Respectively, this is logged: Remote IP (from the client), Username log, Datetime, Method URI, HTTP version. Status code, Response size in bytes, Referer, User agent, Request size in bytes, Response time in seconds, Internal service name, Backup internal service name, Upstream internal IP, Bytes sent, Request total time (inc delivery to viewer), Status code sent to viewer, Unique request ID for logging purposes (not traceable).

IP-address logging

As you can see, a lot of data is logged, including your IP address. Your IP address is personal data. From this it is easy to tell from which city you come from. It is also easy to determine who you are from your IP address. Suppose you create an account on 1 site, or make a purchase from 1 site. Then they know your name and address, and know how to link them to your IP address.

Profiling

Even if you then shield your IP address via, for example, a VPN, you are still easy to recognize. Because much more is logged: not only what you view, but also with what device, software, plugins, fonts, language, your screen size. The combination of this unique data makes it possible to create a unique profile of you. Try for yourself here!

Big data is big business

Parties like Facebook and Google, and many others, have made collecting this data their core business. They also link a lot of data. A big data trade has developed, because the more they learn about you, your interests and your surfing and viewing habits, the more their data sets become worth.

No consent

Without your permission and without your knowledge, they collect this information all day long. Then they use this data to make money: either by exploiting it themselves, or by selling data sets, to the highest bidder.

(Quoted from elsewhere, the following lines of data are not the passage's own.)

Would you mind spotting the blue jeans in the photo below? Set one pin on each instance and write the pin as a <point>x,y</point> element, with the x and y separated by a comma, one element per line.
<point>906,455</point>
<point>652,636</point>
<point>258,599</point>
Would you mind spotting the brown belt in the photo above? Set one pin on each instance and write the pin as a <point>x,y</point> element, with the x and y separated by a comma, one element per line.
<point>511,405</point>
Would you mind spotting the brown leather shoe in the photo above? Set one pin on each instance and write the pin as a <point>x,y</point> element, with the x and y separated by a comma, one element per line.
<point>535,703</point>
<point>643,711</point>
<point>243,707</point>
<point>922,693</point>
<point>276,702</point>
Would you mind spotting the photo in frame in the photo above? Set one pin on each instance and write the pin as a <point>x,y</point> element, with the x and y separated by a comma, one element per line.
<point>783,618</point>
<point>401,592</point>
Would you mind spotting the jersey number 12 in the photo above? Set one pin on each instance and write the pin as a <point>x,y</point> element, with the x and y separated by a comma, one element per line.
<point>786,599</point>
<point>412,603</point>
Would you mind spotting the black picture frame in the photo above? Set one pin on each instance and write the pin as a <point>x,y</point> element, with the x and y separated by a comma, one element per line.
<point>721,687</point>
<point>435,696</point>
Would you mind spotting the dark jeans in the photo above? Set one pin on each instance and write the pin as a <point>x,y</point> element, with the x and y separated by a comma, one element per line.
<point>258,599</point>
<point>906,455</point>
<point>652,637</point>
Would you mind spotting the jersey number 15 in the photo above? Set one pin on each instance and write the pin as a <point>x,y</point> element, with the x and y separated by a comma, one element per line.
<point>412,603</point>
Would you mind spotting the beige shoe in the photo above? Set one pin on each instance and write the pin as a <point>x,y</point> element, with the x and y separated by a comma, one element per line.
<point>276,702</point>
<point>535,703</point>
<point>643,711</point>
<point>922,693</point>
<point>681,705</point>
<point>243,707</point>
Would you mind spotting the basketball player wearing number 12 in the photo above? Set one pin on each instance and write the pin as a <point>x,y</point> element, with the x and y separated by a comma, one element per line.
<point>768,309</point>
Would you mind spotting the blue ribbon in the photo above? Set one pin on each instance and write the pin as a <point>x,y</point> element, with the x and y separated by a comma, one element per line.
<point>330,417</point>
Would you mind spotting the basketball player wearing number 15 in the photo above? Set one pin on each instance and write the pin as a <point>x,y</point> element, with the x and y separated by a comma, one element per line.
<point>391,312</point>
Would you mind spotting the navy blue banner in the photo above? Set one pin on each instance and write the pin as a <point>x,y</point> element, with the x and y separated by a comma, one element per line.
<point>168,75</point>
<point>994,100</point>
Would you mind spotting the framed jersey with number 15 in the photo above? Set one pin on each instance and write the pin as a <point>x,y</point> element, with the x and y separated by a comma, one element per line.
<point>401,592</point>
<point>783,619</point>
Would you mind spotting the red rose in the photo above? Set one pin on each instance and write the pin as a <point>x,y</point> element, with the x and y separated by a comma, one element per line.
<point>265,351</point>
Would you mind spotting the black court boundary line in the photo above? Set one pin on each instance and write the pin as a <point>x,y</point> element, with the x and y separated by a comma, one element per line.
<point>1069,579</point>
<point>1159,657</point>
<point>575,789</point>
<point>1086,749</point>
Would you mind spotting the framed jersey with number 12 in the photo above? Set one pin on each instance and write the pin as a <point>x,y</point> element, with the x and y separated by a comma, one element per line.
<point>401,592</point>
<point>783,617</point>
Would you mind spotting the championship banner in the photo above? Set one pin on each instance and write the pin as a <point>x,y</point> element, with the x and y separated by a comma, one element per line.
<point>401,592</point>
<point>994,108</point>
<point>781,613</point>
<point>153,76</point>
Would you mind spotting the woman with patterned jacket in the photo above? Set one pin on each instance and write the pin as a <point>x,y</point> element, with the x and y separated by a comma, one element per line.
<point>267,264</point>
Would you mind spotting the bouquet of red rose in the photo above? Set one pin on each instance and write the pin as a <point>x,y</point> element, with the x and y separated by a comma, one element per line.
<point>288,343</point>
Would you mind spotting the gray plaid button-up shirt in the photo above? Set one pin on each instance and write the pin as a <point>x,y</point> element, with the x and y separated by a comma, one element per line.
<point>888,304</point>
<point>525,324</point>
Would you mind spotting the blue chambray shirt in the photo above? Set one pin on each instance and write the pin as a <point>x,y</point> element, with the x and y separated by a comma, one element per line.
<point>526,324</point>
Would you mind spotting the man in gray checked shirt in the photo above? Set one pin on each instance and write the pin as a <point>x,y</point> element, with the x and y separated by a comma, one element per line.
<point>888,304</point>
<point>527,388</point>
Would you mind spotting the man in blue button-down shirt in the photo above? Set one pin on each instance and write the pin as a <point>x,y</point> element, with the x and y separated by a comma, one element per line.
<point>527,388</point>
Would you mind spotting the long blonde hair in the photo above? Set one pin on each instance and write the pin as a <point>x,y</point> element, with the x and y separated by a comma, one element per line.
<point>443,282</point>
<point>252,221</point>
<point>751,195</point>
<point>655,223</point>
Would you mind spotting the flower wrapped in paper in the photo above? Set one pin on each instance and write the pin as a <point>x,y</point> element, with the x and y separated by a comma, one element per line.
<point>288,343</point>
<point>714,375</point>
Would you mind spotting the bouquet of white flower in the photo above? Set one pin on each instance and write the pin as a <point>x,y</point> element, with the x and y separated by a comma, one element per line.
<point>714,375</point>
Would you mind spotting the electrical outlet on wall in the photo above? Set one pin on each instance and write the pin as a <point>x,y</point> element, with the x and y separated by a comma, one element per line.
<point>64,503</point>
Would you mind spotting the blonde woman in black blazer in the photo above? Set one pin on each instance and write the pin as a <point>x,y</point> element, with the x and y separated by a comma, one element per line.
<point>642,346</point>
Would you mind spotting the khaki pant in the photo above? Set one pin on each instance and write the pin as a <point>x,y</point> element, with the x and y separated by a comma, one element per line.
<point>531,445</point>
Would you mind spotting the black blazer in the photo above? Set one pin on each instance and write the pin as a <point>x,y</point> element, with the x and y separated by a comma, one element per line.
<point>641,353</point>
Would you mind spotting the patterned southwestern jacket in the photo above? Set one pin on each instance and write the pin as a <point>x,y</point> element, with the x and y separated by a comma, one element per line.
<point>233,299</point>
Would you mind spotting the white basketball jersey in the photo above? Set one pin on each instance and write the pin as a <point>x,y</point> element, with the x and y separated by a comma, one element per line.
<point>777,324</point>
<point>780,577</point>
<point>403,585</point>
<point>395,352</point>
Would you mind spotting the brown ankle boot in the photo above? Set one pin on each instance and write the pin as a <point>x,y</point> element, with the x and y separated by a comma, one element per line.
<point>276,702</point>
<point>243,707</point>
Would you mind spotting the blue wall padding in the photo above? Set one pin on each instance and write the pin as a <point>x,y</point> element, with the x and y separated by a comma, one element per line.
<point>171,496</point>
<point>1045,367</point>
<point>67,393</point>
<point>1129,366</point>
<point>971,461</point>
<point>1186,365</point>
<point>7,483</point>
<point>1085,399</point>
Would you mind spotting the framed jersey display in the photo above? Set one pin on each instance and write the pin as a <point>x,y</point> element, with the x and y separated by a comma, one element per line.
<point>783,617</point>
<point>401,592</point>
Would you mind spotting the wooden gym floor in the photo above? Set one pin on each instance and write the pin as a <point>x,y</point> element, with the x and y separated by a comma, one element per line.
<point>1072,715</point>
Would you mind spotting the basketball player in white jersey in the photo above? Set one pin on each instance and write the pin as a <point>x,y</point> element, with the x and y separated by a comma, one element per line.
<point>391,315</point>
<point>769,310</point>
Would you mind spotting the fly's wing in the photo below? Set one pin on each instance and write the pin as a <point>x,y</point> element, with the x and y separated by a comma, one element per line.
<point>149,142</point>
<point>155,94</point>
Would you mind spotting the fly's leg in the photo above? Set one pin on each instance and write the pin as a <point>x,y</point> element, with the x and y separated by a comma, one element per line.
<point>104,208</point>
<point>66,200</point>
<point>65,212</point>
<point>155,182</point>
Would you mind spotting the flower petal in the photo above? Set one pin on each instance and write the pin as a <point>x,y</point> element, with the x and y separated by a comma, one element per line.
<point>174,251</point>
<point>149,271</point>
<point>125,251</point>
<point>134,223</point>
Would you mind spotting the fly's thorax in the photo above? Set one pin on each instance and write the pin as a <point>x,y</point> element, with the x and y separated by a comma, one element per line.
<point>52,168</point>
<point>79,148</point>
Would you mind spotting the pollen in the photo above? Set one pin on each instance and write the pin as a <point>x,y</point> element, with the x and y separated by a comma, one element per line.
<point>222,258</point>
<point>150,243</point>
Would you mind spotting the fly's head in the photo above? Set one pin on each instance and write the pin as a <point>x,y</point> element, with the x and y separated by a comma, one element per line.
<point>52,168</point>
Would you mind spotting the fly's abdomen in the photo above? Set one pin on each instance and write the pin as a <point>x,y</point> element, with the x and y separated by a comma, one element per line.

Political manipulation scandal

The danger of this rampant data hunger is that data can be used against you. A well-known example was the Facebook-Cambridge Analytica scandal, where data on millions of people was shared without their knowledge and consent. Then these millions of people were manipulated with political ads based on their profiles. This has led to undesirable manipulation of democratic elections in several countries. 

Data can be dangerous

So yes, you can rightly worry about who is logging what data and how it is being protected. Information about your political color, creed, religion, race, education, sexual orientation, can be disruptive and undermining, and can be used against you.

Who can you trust?

Now there is another problem at play: even if the parties logging data are in good faith, their government may not necessarily be. 

Far reaching access to data, even on EU soil

Intelligence agencies are particularly interested in the same digital data. US intelligence agencies are known to demand data from US companies and from US citizens working at digital companies. They make no secret of this: the U.S. Patriot Act and the U.S. Cloud Act establish by law that these U.S. government agencies may requisition data: even if the data are physically located in the EU, even if they are European subsidiaries. 

Less safeguards

In addition, the U.S. offers citizens and businesses far fewer safeguards when their data is collected, combined, processed, enriched, profiled, shared, and sold. The privacy laws do not meet the data processing requirements of the European GDPR legislation.

EU-exclusive

For that reason, it is strongly recommended to use only service providers that operate physically, operationally, and legally in the EU zone: physical servers and the data in the EU zone, with staff who have EU residency only, and that the company and its suppliers as well as their owners are based in the EU zone. U.S. Owned so-called sovereign cloud services fail this test, since there is still a legal U.S. tie. 

Remarkable choice

In that light, it is remarkable that the EU itself is still relatively light on using the U.S.-based Amazon: there is a risk that viewing behavior data of visitors to this official EU website could be used to profile their political preferences. We have our reservations about this.

In general, it’s much worse

Incidentally, this is one of the lightest examples we have found. Many sites work with a large list of different vendors, each again with their own mix of clouds and CDNs.